Welcome to Portland: If it weren't for passive aggression, we'd have no aggression at all.

As you've probably already guessed, claims like the one your neighbor attempted to make upon the parking space in question are not only not binding, they're not even legal. A city ordinance—17.102.290, for you code fetishists—specifically forbids you to leave your trash bins in the street.

Technically, it's not even legal to leave your bins on that little strip of grass between the sidewalk and the street unless it's trash day. (The name for that grassy area, by the way, is the "furnishing zone," which was also the name of the least-popular Twilight Zone sequel in history.)

If that's not enough, a separate ordinance (16.20.170—yeah, baby, you love it) forbids leaving anything other than a vehicle in a regulated parking space for any amount of time at all.

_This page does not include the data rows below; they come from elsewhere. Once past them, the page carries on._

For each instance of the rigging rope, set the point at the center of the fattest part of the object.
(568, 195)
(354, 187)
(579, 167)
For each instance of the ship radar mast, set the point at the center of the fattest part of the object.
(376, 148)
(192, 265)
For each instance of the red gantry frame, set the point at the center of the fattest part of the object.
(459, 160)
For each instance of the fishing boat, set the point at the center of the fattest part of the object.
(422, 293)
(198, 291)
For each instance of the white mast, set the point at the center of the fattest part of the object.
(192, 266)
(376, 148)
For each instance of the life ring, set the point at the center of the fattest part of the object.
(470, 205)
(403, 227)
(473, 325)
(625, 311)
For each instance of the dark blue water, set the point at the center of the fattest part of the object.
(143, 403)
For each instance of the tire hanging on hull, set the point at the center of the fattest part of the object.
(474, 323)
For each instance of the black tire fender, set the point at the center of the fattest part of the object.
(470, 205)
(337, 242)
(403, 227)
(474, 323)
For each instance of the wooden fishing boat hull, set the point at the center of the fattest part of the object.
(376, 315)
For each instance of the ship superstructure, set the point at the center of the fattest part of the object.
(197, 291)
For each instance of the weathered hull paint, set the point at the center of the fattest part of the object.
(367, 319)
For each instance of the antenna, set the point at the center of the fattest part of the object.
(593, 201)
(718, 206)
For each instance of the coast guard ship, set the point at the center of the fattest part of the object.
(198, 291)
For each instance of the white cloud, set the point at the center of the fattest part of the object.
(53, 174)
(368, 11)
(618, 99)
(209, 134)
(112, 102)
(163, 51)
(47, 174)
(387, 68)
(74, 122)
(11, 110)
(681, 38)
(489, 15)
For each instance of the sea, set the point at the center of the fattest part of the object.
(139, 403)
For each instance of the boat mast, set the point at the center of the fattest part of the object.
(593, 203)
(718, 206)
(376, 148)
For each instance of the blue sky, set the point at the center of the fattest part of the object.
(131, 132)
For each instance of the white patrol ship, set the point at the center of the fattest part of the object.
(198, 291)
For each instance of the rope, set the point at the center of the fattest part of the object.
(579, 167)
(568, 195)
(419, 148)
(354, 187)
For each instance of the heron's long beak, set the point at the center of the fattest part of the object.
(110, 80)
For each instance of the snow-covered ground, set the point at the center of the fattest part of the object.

But before you get too excited imagining the full weight of the justice system raining SWAT teams on your neighbor like he just killed a cop in Grand Theft Auto, you should be aware that enforcement of these regulations is generally limited to the authorities' sending the offender a postcard.

To be fair, I'm told it is a quite strongly worded postcard. Still, if you're thinking it probably won't stop the sort of person who's willing to dump moldy burritos on your hood to prove a point, I'm not going to argue with you.

But perhaps we should count our blessings. I just found four separate incidents in the past few months in which someone was killed over a parking space somewhere in the United States. As far as I can tell, that hasn't happened here. So…yay? It's a low bar, but by God, we cleared it.